Accountants value the companies using the Net Asset Value and the Earnings Per Share. Suppose a company’s net worth is say Rs 10 million and the company’s profit after tax is Rs 1 million and the prospective investor (not a trader who wants to make a quick buck by buying and selling in the secondary market in a short time) wants 9% return per year. How should it be priced? The dividend yields are very low being about 2%. So how can he get 9% unless the share is properly priced to give him such a return? This will depend on the issue price. How can the issue price enable an investor to earn 9%. Accountants pricing new issues go on the Net Asset Value of the company. They seem to take into account the market’s price to book value where the company’s worth is taken as its net asset value times the Price to Book Value. Of course in the case of Take-over’s & Mergers since the controlling interest is acquired it is usual to value the company at 2-3 times its net asset value. But this is for special circumstances and is not applicable for a minority share holder who buys only a few thousand shares.
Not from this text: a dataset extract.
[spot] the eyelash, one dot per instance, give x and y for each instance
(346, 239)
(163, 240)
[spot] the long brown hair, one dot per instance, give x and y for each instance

Company Accountants also use the past earnings per share to value the company. But there is no guarantee that future earnings growth will be the same as the past. There is the risk that it may not be so and hence any earnings growth assumed should be discounted for the Risk factor at least using the variance of past earnings. Also how many years’ earnings should be taken into account? The future is so uncertain that even 10 years may not be a certain economic life for a business. Investors in government bonds don’t buy long term bonds exceeding 5 years. So the maximum period that should be taken into account is perhaps 10 years. If we use the Price Earnings ratio for valuation then I think a PE ratio of 10 is about the most that will enable the investor to make a return of 9%.
Consider the example given here where the company is worth Rs 10 million and earns Rs 1 million profits after tax. Then if the company’s share is priced at Rs 10 it will give a return of 9% for 11 million ( net asset value plus one year’s future earnings) divided by 1million will give a return of 9%. To generalize I think the company valuation should be on the basis of its current net asset value plus earnings for x number of years discounted for both a risk factor and the interest rate. I think recent issues have been priced at market PERs and market Price to Book Values.